Fortunately (or unfortunately for some people), those days are long gone. Google is now an incredibly sophisticated search engine with the one aim of helping people find exactly what they are looking for. What it wants is useful information that answers the question that the searcher typed in, so that the searcher keeps using Google because it is so clever at finding them exactly what they want. In their own words, "Google's mission is to organize the world's information and make it universally accessible and useful."
What's the Answer?
So if old-fashioned SEO trickery no longer works, what's the secret ingredient? There has to be a shortcut, that one thing that circumvents the boring, hard work and gets you to the top of page one, hasn't there?
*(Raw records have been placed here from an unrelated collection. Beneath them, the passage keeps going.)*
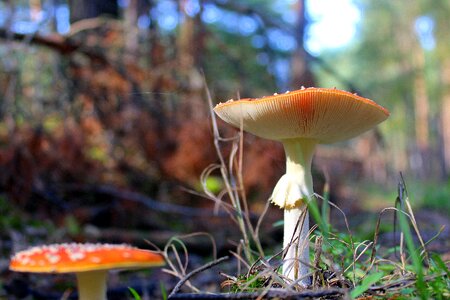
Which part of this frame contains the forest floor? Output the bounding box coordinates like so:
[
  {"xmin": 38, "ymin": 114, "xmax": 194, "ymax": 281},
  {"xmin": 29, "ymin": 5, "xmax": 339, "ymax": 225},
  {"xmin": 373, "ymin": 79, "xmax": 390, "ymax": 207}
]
[{"xmin": 0, "ymin": 184, "xmax": 449, "ymax": 299}]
That secret sauce that your competitors know about, the one that got them great rankings.
Well, the clue is in Google's mission, and it's the word useful. Yes, it's that simple. It's not easy but it is simple. To succeed in SEO you have to make sure your web pages are useful. That means useful to the people who are looking for them. So you need to understand what they are looking for, the questions they are asking, and provide the answers. And that comes down to your knowledge and experience, and your willingness to help your website visitors by providing lots and lots of relevant, helpful information.
Is it Relevant?
If someone clicks on a link to your site because they are trying to find the solution to a particular problem, and they find a load of content about how great you are and what your products are made of, that's not useful and so it's not in line with Google's mission. If, however, someone is trying to find a specific product made of a certain material and they find that page, then it is useful. That's why it's so important to research what people are looking for and how they make decisions. Ideally you will have different types of content for each stage they go through on the way to becoming a customer, so that your website is useful all the way along that journey. It's called Inbound Marketing.
The Secret Ingredient
So there you go. No clever tricks, no secret sauce, just plain, boring old hard work. In the immortal words of Po in Kung Fu Panda, "There is no secret ingredient".
If you want your business to be the Dragon Warrior of your industry, you need to recognise that it's all down to you, your knowledge and your people. You just have to work hard, keep creating content and remember to be useful.